Anna White, dressed in an oversize T-shirt that hung to her knees, was awakened not by her alarm but by the sound of the rowing machine. She tossed back the covers and padded down the hall to her father’s room. She gently pushed open the door. Frank, in his pajamas, was stroking away on the machine, watching the cartoon channel.
“Dad,” she said softly, “it’s five-thirty.”
Anna believed the cartoons put her father into a kind of trance, keeping him from any awareness of how long he had been on the machine. She was convinced he was going to have a heart attack at this rate.

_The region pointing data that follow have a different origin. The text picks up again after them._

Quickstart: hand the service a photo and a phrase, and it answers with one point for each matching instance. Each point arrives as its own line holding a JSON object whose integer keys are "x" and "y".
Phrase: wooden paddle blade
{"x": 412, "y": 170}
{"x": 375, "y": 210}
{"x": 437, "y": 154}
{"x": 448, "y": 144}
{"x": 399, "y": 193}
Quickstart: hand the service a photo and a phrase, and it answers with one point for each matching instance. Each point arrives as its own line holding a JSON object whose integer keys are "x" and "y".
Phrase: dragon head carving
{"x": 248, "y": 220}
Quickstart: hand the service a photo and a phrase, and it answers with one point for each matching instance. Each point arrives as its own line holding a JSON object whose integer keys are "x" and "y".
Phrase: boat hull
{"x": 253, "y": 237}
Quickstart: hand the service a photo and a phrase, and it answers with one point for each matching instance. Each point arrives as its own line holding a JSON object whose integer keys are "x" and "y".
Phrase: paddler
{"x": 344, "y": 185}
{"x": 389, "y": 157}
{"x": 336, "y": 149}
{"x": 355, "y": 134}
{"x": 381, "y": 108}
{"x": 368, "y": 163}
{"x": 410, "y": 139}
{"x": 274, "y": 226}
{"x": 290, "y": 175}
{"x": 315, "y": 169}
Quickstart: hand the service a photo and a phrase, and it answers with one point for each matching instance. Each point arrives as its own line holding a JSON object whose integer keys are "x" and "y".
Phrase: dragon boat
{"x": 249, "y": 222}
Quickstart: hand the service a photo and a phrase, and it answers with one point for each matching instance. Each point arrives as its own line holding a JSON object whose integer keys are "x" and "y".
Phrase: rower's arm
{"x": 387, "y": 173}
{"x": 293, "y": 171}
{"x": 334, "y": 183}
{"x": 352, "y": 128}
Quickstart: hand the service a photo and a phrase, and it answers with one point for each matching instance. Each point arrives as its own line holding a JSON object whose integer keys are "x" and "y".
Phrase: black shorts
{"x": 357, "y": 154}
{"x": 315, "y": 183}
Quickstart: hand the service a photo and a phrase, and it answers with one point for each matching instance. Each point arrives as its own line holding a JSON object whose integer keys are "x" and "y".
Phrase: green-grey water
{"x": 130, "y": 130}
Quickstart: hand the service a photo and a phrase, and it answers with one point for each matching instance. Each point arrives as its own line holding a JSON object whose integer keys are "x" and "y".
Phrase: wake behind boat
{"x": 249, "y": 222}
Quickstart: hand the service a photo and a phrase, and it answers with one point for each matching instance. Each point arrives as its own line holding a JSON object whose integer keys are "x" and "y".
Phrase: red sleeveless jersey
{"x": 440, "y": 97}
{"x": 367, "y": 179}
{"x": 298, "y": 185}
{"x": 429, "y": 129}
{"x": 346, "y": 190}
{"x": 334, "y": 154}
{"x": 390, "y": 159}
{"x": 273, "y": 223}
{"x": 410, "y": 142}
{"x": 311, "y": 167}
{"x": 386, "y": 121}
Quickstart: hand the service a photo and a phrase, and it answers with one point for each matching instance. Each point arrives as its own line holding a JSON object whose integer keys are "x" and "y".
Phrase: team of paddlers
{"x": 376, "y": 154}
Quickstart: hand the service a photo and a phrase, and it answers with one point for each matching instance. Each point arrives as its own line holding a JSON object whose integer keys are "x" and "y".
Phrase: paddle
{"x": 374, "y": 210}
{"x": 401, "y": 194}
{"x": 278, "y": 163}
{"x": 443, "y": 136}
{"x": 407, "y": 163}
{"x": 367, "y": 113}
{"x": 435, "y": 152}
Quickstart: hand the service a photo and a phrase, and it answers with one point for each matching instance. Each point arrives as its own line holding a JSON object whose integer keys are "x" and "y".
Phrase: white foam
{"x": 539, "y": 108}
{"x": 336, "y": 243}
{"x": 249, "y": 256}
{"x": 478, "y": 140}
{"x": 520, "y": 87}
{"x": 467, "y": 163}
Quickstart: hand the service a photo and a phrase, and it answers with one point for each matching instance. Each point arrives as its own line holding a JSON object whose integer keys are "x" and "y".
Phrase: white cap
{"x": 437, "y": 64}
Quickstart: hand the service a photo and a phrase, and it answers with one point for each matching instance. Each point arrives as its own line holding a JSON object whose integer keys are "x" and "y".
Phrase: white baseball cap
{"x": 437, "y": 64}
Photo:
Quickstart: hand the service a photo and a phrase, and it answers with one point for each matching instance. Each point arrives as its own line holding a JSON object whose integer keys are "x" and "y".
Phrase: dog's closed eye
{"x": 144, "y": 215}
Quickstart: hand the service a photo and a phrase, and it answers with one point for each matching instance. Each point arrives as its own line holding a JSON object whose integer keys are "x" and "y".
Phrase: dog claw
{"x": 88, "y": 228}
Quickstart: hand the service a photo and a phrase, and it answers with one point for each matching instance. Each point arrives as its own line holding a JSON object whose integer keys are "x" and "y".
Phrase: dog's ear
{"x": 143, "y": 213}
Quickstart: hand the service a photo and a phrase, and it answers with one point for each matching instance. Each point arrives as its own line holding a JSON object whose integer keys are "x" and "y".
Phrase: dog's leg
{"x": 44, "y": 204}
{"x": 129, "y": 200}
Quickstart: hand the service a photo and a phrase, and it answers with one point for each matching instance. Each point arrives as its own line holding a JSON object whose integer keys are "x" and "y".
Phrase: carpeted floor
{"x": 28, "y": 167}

He either didn’t hear her, or had chosen to ignore her. He laughed as Daffy Duck took a shotgun blast to the face, spinning his bill to the other side of his head.
“Dad,” Anna said, stepping forward, putting a hand on his upper arm. She was amazed at how hard it felt. Her father’s head jerked in her direction.
“What?”
“You should go back to bed. It’s too early to be up. It’s sure too early to be up doing this.”
“This one’s not over.”
The remote was on the floor. She knelt down to reach it, hit the POWER button. The screen went black.
“Why’d you do that?”
“Dad, please. Go back to bed.”
“Not tired. Gotta take a whiz,” he said, getting off the machine and walking down the hall. Anna sat on the edge of his bed, waiting for him to return. He wandered back in after a couple of minutes, a dark coaster-size stain on the crotch of his pajama pants.